Three of my co-workers are getting married…in the next three weeks. How this happened, I have no idea. It’s not like Portland where everyone tries to get married during the three months it isn’t raining. It’s beautiful here everyday!
You should typically expect a Kenyan wedding to last all day but we were told this wedding would be different. The invitation said it started at 10:00 am so we left for the wedding at 11:00 am (we’re on Kenyan time after all). As we’re walking through a field we follow the sound of African music until we reach the two white tents where the wedding ceremony will take place. At 12:30 pm, we are still one of the few guests that have arrived. Lucy and Eli are now restless and Anne, at 9 months pregnant, has to pee. They decide to leave making me the only mzungu left at the wedding. Around 1:00 pm a matatu shows up and 20 or so people unload and join us. For some reason I thought this meant the wedding would start soon. Wrong!
At 2:00 pm, the wedding party finally shows up. Swahili music has been blaring for so long that I now have a headache. Esther looks beautiful in her wedding dress and a local choir sings as they march into the tented area.

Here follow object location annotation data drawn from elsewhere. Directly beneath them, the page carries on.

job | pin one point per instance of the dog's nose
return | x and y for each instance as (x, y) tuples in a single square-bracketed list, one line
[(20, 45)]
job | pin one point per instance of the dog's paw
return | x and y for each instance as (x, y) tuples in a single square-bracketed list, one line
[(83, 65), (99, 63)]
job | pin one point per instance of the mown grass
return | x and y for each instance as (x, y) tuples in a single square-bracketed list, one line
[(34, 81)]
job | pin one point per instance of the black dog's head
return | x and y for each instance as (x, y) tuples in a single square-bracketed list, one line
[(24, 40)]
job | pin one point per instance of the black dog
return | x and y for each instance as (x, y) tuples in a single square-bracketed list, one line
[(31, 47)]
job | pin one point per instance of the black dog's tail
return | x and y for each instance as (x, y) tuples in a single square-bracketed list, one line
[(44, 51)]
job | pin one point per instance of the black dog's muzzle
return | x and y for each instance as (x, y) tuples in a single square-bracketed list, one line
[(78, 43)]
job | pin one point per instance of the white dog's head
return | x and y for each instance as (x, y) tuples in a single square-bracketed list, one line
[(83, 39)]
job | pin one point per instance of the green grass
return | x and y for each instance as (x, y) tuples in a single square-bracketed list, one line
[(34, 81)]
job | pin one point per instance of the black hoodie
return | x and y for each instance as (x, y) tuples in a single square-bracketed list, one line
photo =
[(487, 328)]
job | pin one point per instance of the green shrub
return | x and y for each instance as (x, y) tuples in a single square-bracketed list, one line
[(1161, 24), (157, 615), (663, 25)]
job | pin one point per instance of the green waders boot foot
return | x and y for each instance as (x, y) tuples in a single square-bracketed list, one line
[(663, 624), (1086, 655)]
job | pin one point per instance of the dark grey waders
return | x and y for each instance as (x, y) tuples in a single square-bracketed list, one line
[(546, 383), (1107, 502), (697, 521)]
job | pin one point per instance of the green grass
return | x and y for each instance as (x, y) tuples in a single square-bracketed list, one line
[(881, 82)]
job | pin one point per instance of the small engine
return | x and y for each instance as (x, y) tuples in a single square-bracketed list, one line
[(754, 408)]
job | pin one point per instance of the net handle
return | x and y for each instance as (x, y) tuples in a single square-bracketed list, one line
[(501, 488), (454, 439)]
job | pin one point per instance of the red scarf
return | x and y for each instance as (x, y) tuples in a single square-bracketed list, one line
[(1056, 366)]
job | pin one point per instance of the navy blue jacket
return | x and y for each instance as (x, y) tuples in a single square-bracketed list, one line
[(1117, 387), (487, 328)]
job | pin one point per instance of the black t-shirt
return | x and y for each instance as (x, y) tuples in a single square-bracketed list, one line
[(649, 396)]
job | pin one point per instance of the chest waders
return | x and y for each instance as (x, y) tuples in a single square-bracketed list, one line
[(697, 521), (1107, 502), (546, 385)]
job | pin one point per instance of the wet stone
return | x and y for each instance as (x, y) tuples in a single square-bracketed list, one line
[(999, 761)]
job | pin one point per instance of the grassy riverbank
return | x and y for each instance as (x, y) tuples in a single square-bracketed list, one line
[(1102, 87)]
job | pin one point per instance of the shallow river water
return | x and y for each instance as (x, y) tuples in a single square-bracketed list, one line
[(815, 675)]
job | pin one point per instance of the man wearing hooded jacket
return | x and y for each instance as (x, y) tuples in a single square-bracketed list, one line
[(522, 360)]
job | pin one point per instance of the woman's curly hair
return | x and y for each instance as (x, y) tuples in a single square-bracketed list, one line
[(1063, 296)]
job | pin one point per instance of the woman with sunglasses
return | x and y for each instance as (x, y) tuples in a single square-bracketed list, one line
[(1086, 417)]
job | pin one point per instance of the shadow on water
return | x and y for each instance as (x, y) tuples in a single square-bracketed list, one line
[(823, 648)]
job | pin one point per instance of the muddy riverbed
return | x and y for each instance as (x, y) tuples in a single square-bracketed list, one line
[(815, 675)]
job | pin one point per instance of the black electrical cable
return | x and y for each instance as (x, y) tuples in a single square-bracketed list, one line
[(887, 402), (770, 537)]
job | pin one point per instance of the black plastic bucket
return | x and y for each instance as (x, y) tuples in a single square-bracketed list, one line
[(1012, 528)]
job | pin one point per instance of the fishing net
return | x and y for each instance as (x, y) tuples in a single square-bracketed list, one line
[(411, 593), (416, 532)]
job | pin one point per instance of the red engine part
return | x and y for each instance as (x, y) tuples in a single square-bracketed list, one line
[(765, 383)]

The pastor noticed that I was the only mzungu and kept repeating, “I’ve heard some of you do not speak Kiswahili. Please have your sister translate for you.” After hearing this the fourth time and everyone turning around to stare at me, I finally made eye contact and told him to continue on with the ceremony. Speeches, prayers, and long winded Kenyan pastor’s sermons took up the next hour.
Then, the food was brought in. I had decided that I would leave at 4:00 no matter what was happening…so I had one hour to eat and experience whatever else they would do before my deadline. They served quite the spread – stew, goat, chapati, rice pilau (rice with seasoning and meat), mukimo (mashed potatoes with maize), and cake. No forks. No napkins. No drinks. I had a few bites of everything but then I made a deal with someone to swap my plate of food for their chapati. Well worth it!
After food was pictures. Everyone seemed really excited about this part for some reason. I figured we’d all watch the family and bridal party take pictures but come to find out I was going to be in the pictures. The May’s and I told Esther we would attend her wedding under the one condition that we weren’t made the guest of honor (this happens at every event any mzungu attends). I guess pictures are the exception though. So I stood there in the middle of these two families that are joining, holding the husband and wife’s hand with mothers and fathers surrounding us to take pictures. It was odd to say the least. I felt as though I was interrupting something very important.
Then, the most important part of the ceremony…when guests get their pictures taken. It’s like a picture you’d find in the paper of someone receiving a plaque. The guest holds half the present as it’s passed off and everyone stops just long enough in the process of it all to stop to look at the camera with their cheesy grin and take the picture. I now understand why it’s so important to Kenyans to give their gift in a big box.
So five hours after I arrived, I finally left the wedding as it continued on. The rest of the staff and girls that went didn’t make it back to the Centre until after 6:00 pm.




You ARE the only one smiling. How hillarious is that?